Large Amazonian rivers are known to emit substantial amounts of CO2 to the atmosphere, while the magnitude of CO2 degassing from small streams remains a major unknown in regional carbon budgets. We ...found that 77% of carbon transported by water from the landscape was as terrestrially‐respired CO2 dissolved within soils, over 90% of which evaded to the atmosphere within headwater reaches of streams. Hydrologic transport of dissolved CO2 was equivalent to nearly half the gaseous CO2 contributions from deep soil (>2 m) to respiration at the soil surface.

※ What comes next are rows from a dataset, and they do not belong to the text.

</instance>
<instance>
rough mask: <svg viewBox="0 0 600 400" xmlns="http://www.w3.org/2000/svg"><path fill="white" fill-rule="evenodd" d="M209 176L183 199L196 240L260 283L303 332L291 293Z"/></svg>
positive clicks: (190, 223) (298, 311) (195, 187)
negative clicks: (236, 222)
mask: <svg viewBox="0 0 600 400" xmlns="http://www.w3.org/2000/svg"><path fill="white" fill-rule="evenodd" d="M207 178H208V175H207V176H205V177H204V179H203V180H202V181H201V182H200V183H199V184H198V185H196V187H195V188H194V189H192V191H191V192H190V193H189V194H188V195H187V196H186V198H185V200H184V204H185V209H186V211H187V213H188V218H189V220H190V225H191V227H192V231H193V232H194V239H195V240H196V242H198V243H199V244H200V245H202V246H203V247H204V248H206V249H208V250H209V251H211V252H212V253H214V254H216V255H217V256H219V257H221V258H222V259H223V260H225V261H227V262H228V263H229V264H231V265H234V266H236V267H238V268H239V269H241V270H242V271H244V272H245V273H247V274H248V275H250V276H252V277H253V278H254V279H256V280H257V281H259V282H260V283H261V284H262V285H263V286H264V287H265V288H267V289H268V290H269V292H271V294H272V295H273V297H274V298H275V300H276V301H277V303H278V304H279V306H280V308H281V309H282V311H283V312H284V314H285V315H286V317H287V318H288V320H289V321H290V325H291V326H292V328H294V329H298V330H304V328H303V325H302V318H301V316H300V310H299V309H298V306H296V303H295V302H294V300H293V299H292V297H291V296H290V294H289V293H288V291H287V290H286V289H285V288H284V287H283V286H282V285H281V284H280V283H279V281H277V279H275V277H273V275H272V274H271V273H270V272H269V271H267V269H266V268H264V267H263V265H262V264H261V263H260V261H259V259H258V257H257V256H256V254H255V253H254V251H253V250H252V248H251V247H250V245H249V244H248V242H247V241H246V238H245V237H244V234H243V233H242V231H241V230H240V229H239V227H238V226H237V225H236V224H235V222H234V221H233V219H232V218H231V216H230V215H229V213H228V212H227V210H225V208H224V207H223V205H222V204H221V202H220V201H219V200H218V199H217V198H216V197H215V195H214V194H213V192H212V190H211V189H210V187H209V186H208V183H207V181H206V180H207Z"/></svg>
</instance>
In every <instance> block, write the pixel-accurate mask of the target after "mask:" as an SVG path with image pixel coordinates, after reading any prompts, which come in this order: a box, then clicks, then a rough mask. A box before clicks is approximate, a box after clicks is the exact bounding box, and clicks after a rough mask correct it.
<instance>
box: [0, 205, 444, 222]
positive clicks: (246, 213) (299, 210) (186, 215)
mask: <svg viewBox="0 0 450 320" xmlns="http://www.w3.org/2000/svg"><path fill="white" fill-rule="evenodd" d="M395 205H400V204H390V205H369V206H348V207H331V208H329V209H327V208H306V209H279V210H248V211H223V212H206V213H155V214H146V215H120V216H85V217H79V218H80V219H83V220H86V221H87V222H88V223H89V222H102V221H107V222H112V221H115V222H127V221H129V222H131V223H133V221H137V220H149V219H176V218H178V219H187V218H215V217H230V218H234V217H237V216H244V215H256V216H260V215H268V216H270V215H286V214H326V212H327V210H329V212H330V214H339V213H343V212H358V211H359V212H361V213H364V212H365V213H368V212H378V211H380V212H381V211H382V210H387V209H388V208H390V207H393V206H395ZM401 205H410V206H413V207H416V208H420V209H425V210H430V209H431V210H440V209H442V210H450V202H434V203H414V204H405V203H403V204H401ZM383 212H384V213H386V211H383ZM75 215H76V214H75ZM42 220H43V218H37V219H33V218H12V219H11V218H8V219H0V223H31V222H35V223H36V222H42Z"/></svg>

Dissolved CO2 in emergent groundwater was isotopically consistent with soil respiration, and demonstrated strong agreement with deep soil CO2 concentrations and seasonal dynamics. During wet seasons, deep soil (2–8 m) CO2 concentration profiles indicated gaseous diffusion to deeper layers, thereby enhancing CO2 drainage to streams. Groundwater discharge of CO2 and its subsequent evasion is a significant conduit for terrestrially‐respired carbon in tropical headwater catchments.